A group of researchers used cameras to record the actions of genetically engineered mice and utilized machine learning, a form of artificial intelligence, to analyze the data.The study showed that individuals with Tourette disorder displayed two main characteristics similar to people with the disorder. They engaged in repetitive motor behaviors or tics and had what neuroscientists refer to as “sensorimotor gating deficits,” which is a brain process that filters out unnecessary stimuli. Cara Nasello, a research associate in the Departments of Genetics and Cell Biology and Neuroscience and the study’s first author, explained that the gating deficits in individuals with Tourette syndrome can be seen as a struggle in processing sensory information. For example, a person without the disorder might listen to a series of sounds and be able to differentiate them easily.A person who hears a car horn honking repeatedly may not be startled after the first honk because their brain can connect the subsequent sounds to the first one. However, someone with Tourette’s syndrome may be startled by each separate sound, especially if the volume increases. The genetically modified mice reacted similarly to humans with the disorder, showing a startle response to each individual tone that was part of a pattern. This research was conducted in collaboration with Miriam Bocarsly from the Department of Pharmacology, Physiology, and Neuroscience at Rutgers New Jersey Medical School.Gene mutations have been found to affect the levels of dopamine in the brain. When mice were given a drug that changes dopamine levels, similar to how humans with Tourette disorder are treated, their processing deficits and repetitive behaviors were reduced. According to Max Tischfield, an assistant professor at Rutgers School of Arts and Sciences, this is because the gene mutation altered the neural circuitry in the mice’s brains.changes are modifying the way a neurotransmitter such as dopamine, which plays a crucial role in human cognition and movement, allows communication between brain cells in mice.”
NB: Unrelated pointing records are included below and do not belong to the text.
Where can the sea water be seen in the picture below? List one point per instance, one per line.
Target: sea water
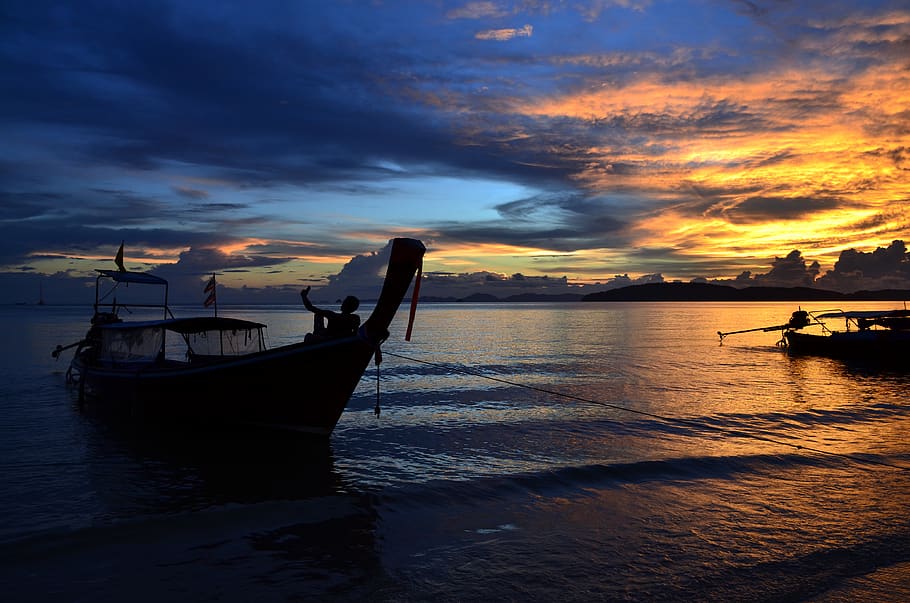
(586, 451)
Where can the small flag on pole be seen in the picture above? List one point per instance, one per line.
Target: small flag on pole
(119, 258)
(210, 289)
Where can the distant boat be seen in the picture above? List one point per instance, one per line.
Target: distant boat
(223, 372)
(876, 335)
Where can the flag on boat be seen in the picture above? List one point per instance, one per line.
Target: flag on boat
(118, 259)
(210, 289)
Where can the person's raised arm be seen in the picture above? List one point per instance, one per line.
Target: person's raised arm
(304, 295)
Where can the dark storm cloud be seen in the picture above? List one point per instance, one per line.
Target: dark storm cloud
(261, 103)
(560, 222)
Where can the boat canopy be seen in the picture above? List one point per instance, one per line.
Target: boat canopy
(202, 336)
(867, 314)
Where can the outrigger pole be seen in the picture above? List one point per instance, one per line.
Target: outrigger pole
(798, 320)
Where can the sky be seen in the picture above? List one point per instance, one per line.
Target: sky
(532, 145)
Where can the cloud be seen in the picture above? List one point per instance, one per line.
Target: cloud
(477, 10)
(504, 35)
(884, 268)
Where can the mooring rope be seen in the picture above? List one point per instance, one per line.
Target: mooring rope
(663, 418)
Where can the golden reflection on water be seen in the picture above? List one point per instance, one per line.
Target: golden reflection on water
(658, 360)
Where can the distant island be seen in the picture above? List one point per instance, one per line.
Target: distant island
(687, 292)
(709, 292)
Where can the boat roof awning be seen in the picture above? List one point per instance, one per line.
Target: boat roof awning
(866, 314)
(123, 276)
(186, 326)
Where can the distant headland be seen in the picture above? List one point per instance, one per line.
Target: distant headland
(691, 292)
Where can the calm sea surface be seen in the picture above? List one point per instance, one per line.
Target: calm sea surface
(524, 452)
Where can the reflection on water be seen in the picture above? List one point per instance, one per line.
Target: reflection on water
(673, 468)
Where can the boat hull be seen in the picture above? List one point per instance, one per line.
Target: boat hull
(303, 387)
(888, 345)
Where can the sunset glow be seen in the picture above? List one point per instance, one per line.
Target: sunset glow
(684, 139)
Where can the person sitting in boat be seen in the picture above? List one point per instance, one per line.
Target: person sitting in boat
(328, 324)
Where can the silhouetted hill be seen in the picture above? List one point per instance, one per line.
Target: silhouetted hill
(709, 292)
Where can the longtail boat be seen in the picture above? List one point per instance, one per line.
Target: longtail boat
(874, 335)
(222, 371)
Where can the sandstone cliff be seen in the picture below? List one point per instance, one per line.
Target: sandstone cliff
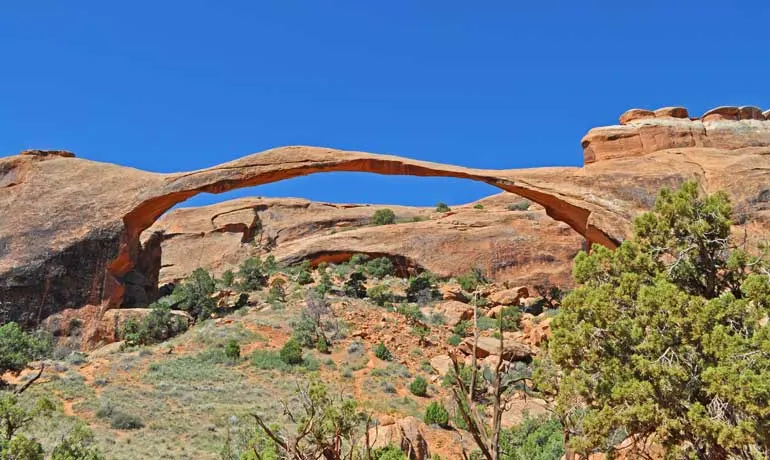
(70, 229)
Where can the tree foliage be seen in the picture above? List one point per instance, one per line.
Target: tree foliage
(667, 337)
(17, 348)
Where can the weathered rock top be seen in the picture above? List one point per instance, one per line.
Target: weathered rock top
(644, 131)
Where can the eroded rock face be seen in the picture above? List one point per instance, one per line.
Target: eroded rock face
(70, 231)
(645, 131)
(525, 247)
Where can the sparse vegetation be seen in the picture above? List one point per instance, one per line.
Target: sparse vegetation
(685, 313)
(522, 205)
(436, 414)
(384, 216)
(380, 267)
(382, 352)
(419, 386)
(194, 294)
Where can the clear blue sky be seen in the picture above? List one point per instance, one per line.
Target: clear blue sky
(178, 85)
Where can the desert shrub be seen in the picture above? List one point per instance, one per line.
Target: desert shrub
(325, 284)
(419, 386)
(436, 414)
(509, 317)
(194, 294)
(379, 294)
(77, 445)
(120, 420)
(253, 275)
(267, 359)
(311, 326)
(227, 278)
(382, 352)
(159, 325)
(539, 438)
(522, 205)
(277, 292)
(322, 345)
(233, 350)
(354, 286)
(304, 276)
(390, 452)
(411, 313)
(463, 328)
(442, 207)
(684, 310)
(380, 267)
(384, 216)
(17, 348)
(291, 353)
(422, 288)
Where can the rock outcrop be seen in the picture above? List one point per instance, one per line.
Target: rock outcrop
(70, 232)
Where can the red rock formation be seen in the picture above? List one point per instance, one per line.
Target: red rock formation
(70, 233)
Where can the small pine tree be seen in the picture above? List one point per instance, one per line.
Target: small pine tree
(436, 414)
(291, 353)
(419, 386)
(384, 216)
(233, 350)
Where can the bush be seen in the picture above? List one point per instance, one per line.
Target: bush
(227, 278)
(304, 276)
(252, 274)
(471, 280)
(233, 350)
(322, 345)
(380, 267)
(390, 452)
(538, 438)
(77, 446)
(291, 353)
(382, 352)
(268, 359)
(124, 421)
(354, 286)
(436, 414)
(419, 386)
(522, 205)
(17, 348)
(159, 325)
(379, 294)
(383, 217)
(194, 294)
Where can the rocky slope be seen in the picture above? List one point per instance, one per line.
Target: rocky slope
(520, 246)
(71, 228)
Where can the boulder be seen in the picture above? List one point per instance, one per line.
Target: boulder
(672, 112)
(408, 433)
(635, 114)
(453, 311)
(508, 296)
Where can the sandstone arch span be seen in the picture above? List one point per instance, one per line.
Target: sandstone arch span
(69, 232)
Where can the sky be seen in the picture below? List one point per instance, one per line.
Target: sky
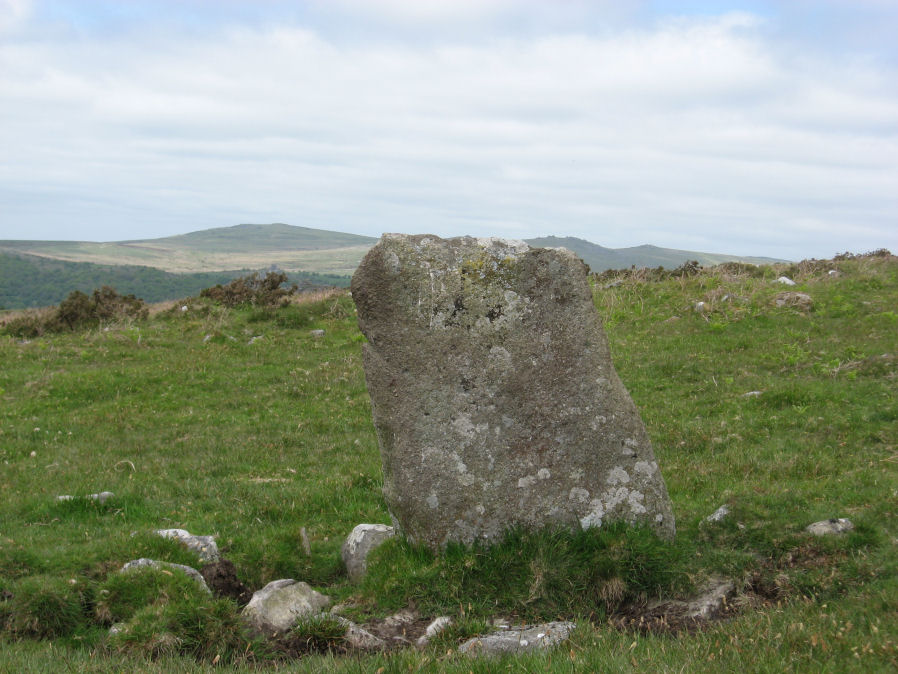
(749, 128)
The researchers recognized the significant contributions of families affected by Tourette disorder, who have generously donated genetic samples to the research group over the last 15 years.
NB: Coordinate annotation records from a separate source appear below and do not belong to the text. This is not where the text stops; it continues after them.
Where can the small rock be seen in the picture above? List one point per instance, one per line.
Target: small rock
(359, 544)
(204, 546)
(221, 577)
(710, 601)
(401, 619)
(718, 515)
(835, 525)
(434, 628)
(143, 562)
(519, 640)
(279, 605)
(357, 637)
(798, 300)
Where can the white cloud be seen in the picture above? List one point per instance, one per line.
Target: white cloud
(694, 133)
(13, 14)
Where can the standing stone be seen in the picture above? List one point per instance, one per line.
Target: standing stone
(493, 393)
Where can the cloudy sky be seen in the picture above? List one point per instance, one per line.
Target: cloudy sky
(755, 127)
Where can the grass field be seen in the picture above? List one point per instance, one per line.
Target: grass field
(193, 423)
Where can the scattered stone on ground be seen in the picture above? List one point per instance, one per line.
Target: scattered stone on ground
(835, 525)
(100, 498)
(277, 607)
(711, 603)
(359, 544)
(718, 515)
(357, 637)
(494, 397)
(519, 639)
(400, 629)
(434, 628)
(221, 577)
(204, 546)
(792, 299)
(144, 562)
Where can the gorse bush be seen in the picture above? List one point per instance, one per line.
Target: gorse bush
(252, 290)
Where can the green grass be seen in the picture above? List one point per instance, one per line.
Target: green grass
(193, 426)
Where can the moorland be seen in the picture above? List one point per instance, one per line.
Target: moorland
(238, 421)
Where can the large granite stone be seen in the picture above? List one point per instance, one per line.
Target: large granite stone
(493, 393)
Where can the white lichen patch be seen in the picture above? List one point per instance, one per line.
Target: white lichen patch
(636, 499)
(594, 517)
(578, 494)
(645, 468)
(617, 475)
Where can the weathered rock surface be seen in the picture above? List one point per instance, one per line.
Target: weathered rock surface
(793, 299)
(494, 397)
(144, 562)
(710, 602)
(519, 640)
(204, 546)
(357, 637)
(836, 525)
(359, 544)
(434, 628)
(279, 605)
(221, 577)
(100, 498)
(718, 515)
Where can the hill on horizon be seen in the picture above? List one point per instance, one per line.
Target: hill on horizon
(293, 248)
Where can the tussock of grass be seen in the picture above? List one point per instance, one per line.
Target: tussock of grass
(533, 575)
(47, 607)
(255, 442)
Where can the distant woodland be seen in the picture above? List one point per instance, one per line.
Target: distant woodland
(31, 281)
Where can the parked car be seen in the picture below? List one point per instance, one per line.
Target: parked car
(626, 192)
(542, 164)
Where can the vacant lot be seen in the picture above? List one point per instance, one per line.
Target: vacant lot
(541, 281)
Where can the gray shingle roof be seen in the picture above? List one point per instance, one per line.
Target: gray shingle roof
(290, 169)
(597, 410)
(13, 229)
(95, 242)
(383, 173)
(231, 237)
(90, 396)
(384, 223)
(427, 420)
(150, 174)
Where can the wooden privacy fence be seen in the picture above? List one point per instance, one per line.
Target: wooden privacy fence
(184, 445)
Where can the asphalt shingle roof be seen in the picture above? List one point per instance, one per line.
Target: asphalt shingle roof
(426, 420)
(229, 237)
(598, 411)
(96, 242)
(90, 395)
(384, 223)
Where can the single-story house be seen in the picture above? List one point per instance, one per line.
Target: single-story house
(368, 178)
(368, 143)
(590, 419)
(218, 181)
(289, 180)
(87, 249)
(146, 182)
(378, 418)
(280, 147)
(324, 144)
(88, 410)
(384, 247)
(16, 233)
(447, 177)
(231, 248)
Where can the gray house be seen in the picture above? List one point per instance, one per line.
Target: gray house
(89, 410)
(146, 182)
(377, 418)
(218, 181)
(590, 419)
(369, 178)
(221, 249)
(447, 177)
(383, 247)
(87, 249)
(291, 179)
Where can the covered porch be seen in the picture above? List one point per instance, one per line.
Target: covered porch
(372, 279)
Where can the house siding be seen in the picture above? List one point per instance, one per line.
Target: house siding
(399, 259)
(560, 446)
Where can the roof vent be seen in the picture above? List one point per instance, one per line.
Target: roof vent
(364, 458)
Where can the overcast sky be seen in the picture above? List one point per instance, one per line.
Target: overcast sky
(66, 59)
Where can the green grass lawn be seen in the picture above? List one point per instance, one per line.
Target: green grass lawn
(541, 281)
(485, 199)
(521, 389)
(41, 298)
“These families selflessly contributed to advancing the field,” stated Gary Heiman, a co-senior author of the study and a professor in the Department of Genetics, who enlisted families with Tourette disorder from around the globe.The researchers are working on improving their methods for capturing and storing blood and genetic samples. Their goal is to gain a better understanding of Tourette’s syndrome and develop more effective treatments for current and future sufferers. The techniques they are using could also be beneficial for studying other complex disorders, such as autism and schizophrenia. Additionally, the researchers hope that their progress will encourage more scientists to study Tourette’s syndrome, even though there is still much to learn about it.Max Tischfield mentioned that people often feel overwhelmed and unsure of how to even begin understanding such a complex disorder. He added that using the mice, they are not only able to scratch the surface but can also delve deeper into the issue.